Its almost as if the inside of me is desperate to breathe because I haven't for a long time. Its been a long time since i've truly laughed. I'm a happy go lucky person most of the time, and I laugh everyday, but I havent had a true "gosh I dont think I could get any happier" laugh in a very very long time.
I know everything happens for a reason, and everything happens in seasons, but this season has been an aginizingly long one and i've definately had times where i've felt that Gods given me too much to handle













I know you don't want to hear this / probably already have heard this / know you should, but just hang on. I'm not that great of a Bible buff, so I can't give you an exact verse or anything, but I know that somewhere in there it definitely says that God will not let you go through anything you absolutely can't handle. That doesn't mean that it won't be extremely painful sometimes, and your life may change forever. But in the end you are still capable of handling it. God loves you - you are his child. And you are growing, which is what he wants. Try and stay close to him - God sees your heart and he knows that you're doing your best, even if you doubt yourself sometimes.
That said, sometimes we have to BELIEVE as if God will do everything and ACT as if God will do nothing. Have you considered the possibility of depression, or something else beyond your control that may be causing you to feel this way? I urge you to speak with someone, and also God. He may be waking you up to something that is not right with you physically or mentally.

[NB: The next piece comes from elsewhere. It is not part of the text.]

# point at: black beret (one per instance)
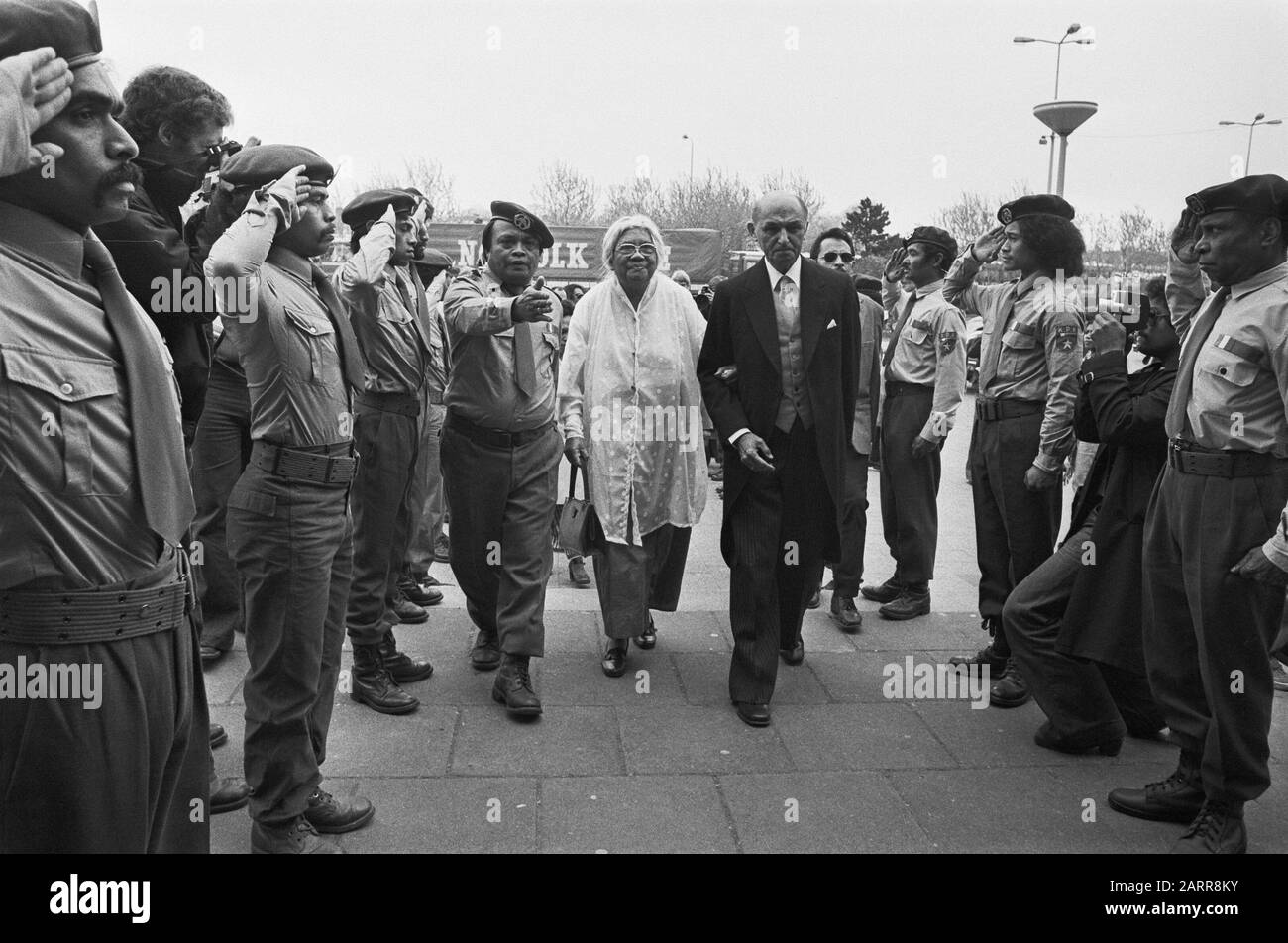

Theres been alot going on in my life, so yeah i've been very sad, but I dont think id necissarily label it depression.
I'm a Christian & ya know sometimes the devil just nags at people to try and get them to turn their back on God. You just have to keep prayer harder to get your life back in order. I'm sure that something good will turn out soon to give you your "breath" of laughter back. Stay strong :)
<3 Bridget "Jingles" <3
"Love is like a war. It's easy to start, hard to stop, and impossible to forget."
Yea Amy, God knows how much we can handle and it looks like you can handle alot more than most of us could. God will never leave you or foresake you he knows that its going to be good in the end, just keep praising him and he will take care of you. And yes I know you know all of this.